Plastic has a heavy impact on our environment. According to the Agency for Environmental Protection of the United States, in 2011 plastic constituted over 12% of municipal solid waste. This quantity, which at first glance may seem minimal, turns frightening if compared with that of the ’60s, when the plastic waste accounted for less than 1%!
Suddenly the world discovered plastic, so versatile, durable and cheap that our homes are full, and we don’t even realize it. But this luxury causes that an enormous amount of plastic materials is dispersed in the environment and remains potentially forever because no bacterium has the ability to biodegrade it (probably plastic tastes disgusting to bacteria!).
To date, none of the bioplastics on the market is fully sustainable or their production costs are too high, therefore not competitive with the “classic” plastic.
But Gadi Rothenberg and Albert Albert of the University of Amsterdam have done by mistake a discovery that could lead to a radical change.
Busy with the development of biological kerosene, instead they created a material biodegradable in the water, a material that seems bakelite, a material which, in some cases, is even cheaper than plastic!
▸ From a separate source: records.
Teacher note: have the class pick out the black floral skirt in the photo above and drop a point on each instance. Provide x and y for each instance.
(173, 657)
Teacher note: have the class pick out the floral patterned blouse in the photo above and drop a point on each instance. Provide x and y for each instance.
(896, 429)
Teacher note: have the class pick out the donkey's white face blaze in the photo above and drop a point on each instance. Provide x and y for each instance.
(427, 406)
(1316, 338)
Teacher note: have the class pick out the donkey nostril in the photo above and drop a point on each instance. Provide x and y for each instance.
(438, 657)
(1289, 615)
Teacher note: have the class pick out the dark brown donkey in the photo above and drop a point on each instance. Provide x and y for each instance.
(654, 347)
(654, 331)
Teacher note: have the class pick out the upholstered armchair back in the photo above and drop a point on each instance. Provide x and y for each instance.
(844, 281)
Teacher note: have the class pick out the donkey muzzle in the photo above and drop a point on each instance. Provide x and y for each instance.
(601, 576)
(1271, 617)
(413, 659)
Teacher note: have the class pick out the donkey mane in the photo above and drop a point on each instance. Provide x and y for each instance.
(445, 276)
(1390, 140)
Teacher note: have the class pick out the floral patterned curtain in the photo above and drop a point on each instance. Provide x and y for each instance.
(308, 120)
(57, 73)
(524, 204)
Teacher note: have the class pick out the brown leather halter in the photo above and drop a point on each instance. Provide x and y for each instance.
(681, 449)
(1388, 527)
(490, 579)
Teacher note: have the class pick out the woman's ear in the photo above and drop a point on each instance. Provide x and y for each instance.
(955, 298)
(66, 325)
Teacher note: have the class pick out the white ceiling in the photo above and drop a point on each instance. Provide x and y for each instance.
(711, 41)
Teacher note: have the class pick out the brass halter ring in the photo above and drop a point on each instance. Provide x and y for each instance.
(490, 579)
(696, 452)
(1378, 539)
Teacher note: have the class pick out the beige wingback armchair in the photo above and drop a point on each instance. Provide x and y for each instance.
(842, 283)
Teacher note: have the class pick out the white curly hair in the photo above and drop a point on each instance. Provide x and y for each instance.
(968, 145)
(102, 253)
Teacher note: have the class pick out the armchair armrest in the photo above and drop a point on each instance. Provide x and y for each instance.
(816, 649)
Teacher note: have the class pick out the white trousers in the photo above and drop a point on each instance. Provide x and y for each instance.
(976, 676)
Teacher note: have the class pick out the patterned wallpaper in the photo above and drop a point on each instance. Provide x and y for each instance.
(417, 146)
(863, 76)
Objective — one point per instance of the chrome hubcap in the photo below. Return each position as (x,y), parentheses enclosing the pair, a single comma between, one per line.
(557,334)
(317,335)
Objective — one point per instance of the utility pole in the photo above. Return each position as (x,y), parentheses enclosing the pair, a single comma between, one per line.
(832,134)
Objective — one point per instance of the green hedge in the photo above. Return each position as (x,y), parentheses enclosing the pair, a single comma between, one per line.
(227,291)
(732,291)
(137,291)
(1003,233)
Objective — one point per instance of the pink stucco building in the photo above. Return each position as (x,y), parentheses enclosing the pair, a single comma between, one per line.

This compound competes with plastic for versatility: according to the researchers, you can use it to create anything, from harder materials to soft foam.
What is this new plastic made of? Basically plant waste material, with easy and local availability and production. And, very important news, the combustion does not create toxic gases.
If after a picnic a fork of bioplastic falls in a stream, no problem: in a few weeks your fork will disappear, becoming fish food! (However, we are careful and throw forks in the trash bin.)
In the first image, another use of this plastic: plant a beautiful shrub in the garden directly with the vessel, which will get biodegraded and provide excellent food for the plant.
We will follow the developments of this research and we hope it will fulfill all its potential.